The Real Alcázar, without divulging in a lengthy history lesson, is perhaps the epitome of the Mudéjar style: constructed under the reign of Pedro I in 1364, this royal residence was built within the confines of the Almohad rulers’ palaces. Craftsmen from the nearby cities of Granada and Toledo were shipped in to complete the job in under two years. The result: a jewel box of Mudéjar patios and halls, lush gardens, and enticing pools. Almost seven centuries later, the original Palacio Pedro I has become the centerpiece of an astounding complex that remains as home and retreat to a very long line of Spanish kings.

Lost (as I usually am–I can never decide if this is a character flaw or perhaps beneficial when traveling) within the confines of the walled-in palace, I became mesmerized by the dizzying complexity and sheer quantity of tiles surrounding me–to the right, left, above, and below. Hardly an inch of space was relieved of pattern, depth, and color. Only after providing my eyes brief reprieve on the peaceful, emerald gardens that filled the entire frame of each window that I passed while strolling along the spacious corridors, could I continue to appreciate the craftsmanship. And the walls and floors were really only half of it; above me, each horse-shoe arch and beamed ceiling burst with azulejos (colorfully glazed ceramic tiles, a craft introduced by the Moors and used to create fantastic mosaics in sophisticated geometric patterns) and complex plasterwork that could never be repeated with such precision today, at least not at a reasonable or ethical price. To me, the crowning glory of the palace seemed to be the Salón de Embajadores–one needn’t bother to look anywhere but up in this room. The domed ceiling, made of carved and gilded interlaced wood, dazzled. Those cookies–the spun, sugar-y ones that I believe are from Scandinavia that look almost too beautiful to eat–came to mind as I admired the delicate craftsmanship. Impeccably engineered and spectacularly fragile, this room made me (the Nikon camera laden, jeans and tee-shirt wearing, weary traveler) feel like a princess.

And this is where I will stop. Though the remainder of the day, as well as the following, was spent viewing (perhaps) equally spectacular cathedrals and towers (and of course the inside of bars for jerez, or sherry, the locally produced liquor that I never did take a liking to), my rapture with Sevilla’s taste for the splendid, indulgent, and luxurious stayed behind, in the Real Alcázar.
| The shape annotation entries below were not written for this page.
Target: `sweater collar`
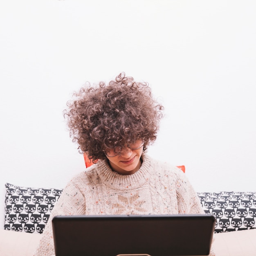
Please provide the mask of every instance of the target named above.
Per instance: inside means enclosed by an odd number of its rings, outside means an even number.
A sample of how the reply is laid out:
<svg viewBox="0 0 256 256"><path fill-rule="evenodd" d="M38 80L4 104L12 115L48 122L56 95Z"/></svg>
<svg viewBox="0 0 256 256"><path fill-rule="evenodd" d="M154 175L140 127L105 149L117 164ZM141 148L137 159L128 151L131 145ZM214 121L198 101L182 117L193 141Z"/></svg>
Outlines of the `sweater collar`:
<svg viewBox="0 0 256 256"><path fill-rule="evenodd" d="M107 187L120 190L135 189L148 180L153 171L151 158L144 153L141 158L140 168L130 175L121 175L112 171L107 159L99 160L95 165L95 169L102 183Z"/></svg>

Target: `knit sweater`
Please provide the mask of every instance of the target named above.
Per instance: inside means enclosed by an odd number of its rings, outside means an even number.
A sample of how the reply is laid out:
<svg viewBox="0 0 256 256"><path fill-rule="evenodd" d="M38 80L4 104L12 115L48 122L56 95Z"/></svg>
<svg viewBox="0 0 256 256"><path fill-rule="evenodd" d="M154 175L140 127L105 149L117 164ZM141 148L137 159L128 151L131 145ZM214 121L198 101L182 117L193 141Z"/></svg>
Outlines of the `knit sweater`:
<svg viewBox="0 0 256 256"><path fill-rule="evenodd" d="M141 157L140 168L131 175L113 171L106 159L70 180L53 209L34 256L54 254L52 220L56 215L204 213L183 172L144 153Z"/></svg>

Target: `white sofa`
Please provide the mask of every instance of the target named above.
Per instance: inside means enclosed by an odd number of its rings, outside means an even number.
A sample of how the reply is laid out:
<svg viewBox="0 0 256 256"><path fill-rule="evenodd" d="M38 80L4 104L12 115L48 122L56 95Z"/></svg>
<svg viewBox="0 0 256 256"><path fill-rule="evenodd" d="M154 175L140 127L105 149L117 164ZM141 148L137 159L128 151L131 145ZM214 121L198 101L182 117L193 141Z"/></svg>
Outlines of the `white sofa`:
<svg viewBox="0 0 256 256"><path fill-rule="evenodd" d="M6 189L0 256L31 256L62 190L8 183ZM256 256L256 193L198 194L205 212L216 216L213 243L216 256Z"/></svg>
<svg viewBox="0 0 256 256"><path fill-rule="evenodd" d="M1 256L31 256L41 235L0 229ZM256 255L256 229L215 234L216 256Z"/></svg>

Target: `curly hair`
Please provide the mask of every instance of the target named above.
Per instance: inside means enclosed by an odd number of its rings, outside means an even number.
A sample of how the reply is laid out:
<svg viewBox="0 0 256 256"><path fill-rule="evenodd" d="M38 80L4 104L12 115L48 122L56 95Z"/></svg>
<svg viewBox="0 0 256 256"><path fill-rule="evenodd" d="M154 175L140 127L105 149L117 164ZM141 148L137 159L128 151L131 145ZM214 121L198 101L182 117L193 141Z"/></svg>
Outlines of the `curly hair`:
<svg viewBox="0 0 256 256"><path fill-rule="evenodd" d="M64 111L70 135L94 162L106 157L106 148L122 147L138 139L143 150L156 139L164 107L155 100L147 83L135 82L124 72L110 81L88 83Z"/></svg>

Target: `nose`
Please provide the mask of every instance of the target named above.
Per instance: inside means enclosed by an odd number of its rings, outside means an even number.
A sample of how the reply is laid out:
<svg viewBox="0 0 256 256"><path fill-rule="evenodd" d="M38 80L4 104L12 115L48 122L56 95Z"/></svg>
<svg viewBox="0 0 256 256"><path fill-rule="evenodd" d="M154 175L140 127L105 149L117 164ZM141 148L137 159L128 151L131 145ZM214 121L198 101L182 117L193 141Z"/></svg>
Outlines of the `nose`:
<svg viewBox="0 0 256 256"><path fill-rule="evenodd" d="M132 154L132 150L129 148L124 147L121 152L121 155L123 157L129 158Z"/></svg>

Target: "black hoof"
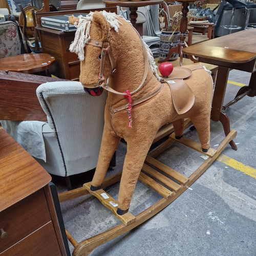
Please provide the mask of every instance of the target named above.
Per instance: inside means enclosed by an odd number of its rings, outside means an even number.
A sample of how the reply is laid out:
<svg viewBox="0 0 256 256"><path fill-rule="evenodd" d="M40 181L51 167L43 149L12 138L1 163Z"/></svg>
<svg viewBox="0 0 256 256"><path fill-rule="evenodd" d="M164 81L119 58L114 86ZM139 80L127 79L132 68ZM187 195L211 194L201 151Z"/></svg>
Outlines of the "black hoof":
<svg viewBox="0 0 256 256"><path fill-rule="evenodd" d="M90 189L92 191L96 191L96 190L98 190L99 189L100 189L101 188L101 185L99 186L98 187L95 187L94 186L91 185L91 187L90 188Z"/></svg>
<svg viewBox="0 0 256 256"><path fill-rule="evenodd" d="M127 210L121 210L121 209L119 209L119 208L117 208L117 210L116 211L116 213L118 215L123 215L124 214L126 214L126 212L128 212L128 210L129 209L127 209Z"/></svg>
<svg viewBox="0 0 256 256"><path fill-rule="evenodd" d="M176 135L175 135L175 139L176 139L176 140L179 140L181 138L182 138L183 137L183 135L181 135L181 136L176 136Z"/></svg>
With a name that translates to “royal armory,” the space could make anyone feel like a princess (or prince, of course) for a day.


1 Comment

Filed under Seville

One response to “mudéjar.

  1. Josephine Bergum

    Beautiful descriptions of the exquisite tilework and architecture. So much history to absorb in such a short visit so you may have to plan another trip to expand your art histoy experience.